Aber sie konnte ihm keinen Vorwurf machen, denn es war ihr verstorbener Vater gewesen, der ihr Territorium überfallen hatte. Es war eine berechtigte Selbstverteidigung, wenn auch eine erschütternd grausame.
Swan versuchte mit ihren Krücken schneller zu gehen. Sie befürchtete, dass ihr langsamer Gang das Biest erzürnen könnte. Beschämt senkte sie den Kopf, besonders im Angesicht ihres neuen Mannes.
Es dauerte fünf Minuten, bis Swan das Biest erreichte. Sie hielt den Kopf gesenkt. Sie wusste, dass es ihr unmöglich war, in ihrer Verfassung einen ordentlichen Knicks zu machen. Stattdessen begrüßte sie formal und demütig: "M-mein Name ist Swan. Die erste Prinzessin des Heiligen Königreichs von Achate."

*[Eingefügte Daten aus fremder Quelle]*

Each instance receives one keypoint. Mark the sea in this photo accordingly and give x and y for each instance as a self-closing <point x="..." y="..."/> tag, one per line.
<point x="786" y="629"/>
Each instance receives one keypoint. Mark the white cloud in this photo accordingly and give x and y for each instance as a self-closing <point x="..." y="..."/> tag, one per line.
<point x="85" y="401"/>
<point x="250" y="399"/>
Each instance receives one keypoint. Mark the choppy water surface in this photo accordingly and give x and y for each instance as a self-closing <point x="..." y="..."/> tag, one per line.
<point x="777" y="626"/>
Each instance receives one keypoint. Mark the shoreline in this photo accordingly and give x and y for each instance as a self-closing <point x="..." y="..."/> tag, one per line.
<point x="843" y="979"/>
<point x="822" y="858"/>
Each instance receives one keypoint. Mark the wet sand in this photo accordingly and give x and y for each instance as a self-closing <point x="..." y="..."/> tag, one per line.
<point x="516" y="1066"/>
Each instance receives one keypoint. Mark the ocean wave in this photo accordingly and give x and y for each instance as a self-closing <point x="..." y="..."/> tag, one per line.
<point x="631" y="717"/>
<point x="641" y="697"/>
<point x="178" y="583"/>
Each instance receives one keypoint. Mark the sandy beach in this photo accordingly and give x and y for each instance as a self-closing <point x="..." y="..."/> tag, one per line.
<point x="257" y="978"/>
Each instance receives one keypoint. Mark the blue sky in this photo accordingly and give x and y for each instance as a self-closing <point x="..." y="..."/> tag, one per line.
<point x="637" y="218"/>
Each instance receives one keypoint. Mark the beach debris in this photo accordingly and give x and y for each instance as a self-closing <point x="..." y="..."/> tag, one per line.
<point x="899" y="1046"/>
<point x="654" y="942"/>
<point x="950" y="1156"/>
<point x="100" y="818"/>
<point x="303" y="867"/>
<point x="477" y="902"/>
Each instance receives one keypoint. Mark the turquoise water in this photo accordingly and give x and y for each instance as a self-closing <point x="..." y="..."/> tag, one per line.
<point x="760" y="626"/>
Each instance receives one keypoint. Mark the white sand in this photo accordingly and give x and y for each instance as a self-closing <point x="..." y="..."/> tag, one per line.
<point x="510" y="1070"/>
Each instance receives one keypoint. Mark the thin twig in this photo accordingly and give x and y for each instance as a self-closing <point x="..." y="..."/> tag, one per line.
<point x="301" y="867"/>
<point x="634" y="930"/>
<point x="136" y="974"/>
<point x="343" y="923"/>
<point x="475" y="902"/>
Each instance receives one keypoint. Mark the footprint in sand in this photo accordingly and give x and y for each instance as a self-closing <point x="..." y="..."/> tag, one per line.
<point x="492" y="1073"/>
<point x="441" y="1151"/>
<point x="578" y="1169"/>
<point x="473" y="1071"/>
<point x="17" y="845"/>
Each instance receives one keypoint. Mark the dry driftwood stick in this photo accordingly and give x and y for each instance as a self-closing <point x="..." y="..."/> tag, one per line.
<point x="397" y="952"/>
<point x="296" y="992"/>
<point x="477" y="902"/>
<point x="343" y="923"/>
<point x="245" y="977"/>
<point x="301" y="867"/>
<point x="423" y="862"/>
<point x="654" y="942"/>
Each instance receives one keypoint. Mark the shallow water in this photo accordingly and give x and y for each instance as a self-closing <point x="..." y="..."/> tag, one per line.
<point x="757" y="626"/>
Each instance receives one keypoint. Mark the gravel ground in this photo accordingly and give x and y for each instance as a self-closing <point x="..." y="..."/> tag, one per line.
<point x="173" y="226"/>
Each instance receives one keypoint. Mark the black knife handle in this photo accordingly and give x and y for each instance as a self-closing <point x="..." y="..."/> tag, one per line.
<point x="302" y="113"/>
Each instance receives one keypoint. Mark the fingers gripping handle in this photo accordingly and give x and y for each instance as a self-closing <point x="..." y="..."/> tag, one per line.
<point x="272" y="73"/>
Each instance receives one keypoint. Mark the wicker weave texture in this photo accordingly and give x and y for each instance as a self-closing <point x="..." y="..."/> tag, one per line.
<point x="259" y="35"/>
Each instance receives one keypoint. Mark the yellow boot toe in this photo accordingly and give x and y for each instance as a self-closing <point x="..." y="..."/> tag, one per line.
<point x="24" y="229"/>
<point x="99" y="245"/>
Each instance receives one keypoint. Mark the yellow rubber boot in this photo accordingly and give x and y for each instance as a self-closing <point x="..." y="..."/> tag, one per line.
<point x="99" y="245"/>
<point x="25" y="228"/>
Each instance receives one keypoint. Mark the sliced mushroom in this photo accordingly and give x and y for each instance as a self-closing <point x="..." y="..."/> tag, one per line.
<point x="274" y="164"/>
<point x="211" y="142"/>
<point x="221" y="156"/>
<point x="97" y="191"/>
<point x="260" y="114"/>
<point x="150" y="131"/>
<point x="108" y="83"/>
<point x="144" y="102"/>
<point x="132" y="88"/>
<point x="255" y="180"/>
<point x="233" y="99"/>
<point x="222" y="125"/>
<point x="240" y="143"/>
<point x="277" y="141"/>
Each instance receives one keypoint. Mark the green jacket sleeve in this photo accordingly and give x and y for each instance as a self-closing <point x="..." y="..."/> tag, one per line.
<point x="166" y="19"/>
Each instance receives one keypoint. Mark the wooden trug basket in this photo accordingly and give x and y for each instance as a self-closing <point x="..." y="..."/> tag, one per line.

Sie wagte es nicht, sich einen anderen Titel zuzulegen, außer dem, den ihre Königsmutter ihr gestern Abend verliehen hatte. Ebenso wenig wagte sie es, sich einen Nachnamen zu geben aufgrund ihrer schändlichen Herkunft.
Kein Untertan in diesem Königreich wusste sowieso von ihrer Existenz, also spielte es keine Rolle.
Aria ärgerte sich, weil dieser Mann es gewagt hatte, sie zu ignorieren, nachdem sie ihm ihre Aufmerksamkeit geschenkt hatte. Um es ihrer Schwester schwer zu machen, wollte Aria ihm einen kleinen Streich spielen. Schnell unterbrach sie: "Übrigens, diese Krücken? Sie ist als Kind aus dem zweiten Stock gefallen und hat sich dabei das Bein dauerhaft verletzt! Entschuldige, dass du das sehen musst~."
Aria wollte Ekel oder zumindest ein finsteres Gesicht bei dem Biest sehen. Zu ihrer Überraschung nickte er nur und murmelte: "Ich verstehe. Dann ist es schneller, wenn ich dich trage."
"Was—ah!" Swan bekam beinahe einen Herzinfarkt, als das Biest sie plötzlich mühelos hochhob und auf Händen trug. Gezwungen ließ Swan ihre Krücken fallen, und eine traf Arias Zeh, worauf sie aufschrie.
"Au! Autsch! Swan, das tut weh!"
"T-tut mir leid..."
Aria schmollte erneut, richtete sich jedoch schnell auf, als ihr auffiel, dass das stattliche Biest sie musterte.
"Schon gut. Ich werde dir immer vergeben, auch wenn du mich oft geärgert hast."
Swan sagte nichts, umklammerte aber spontan das Hemd des Biestes. Immer wenn Aria sie tyrannisierte, umklammerte sie etwas, weil sie sich nicht wehren konnte.
Das Biest hielt inne, sah dann wieder Königin Anastasia an und sagte: "Der Handel ist besiegelt. Diese Frau wird die Entschädigung für den törichten Überfall des Heiligen Achate auf mein Gebiet sein. Das ist meine letzte Geste der Nachsicht. Sollte ich eine weitere Invasion erleben, werde ich euer Königreich dem Erdboden gleichmachen."
Anastasia erschauerte, ihr Gesicht erblasste sofort, als sie nickte.
"Wir lieben unsere erste Prinzessin. Aber sie kennt ihre Pflicht und versteht die Notwendigkeit in ihrer Lage. Bitte bringt sie in euer Gebiet, Ihr könnt mit ihr verfahren, wie Ihr wollt."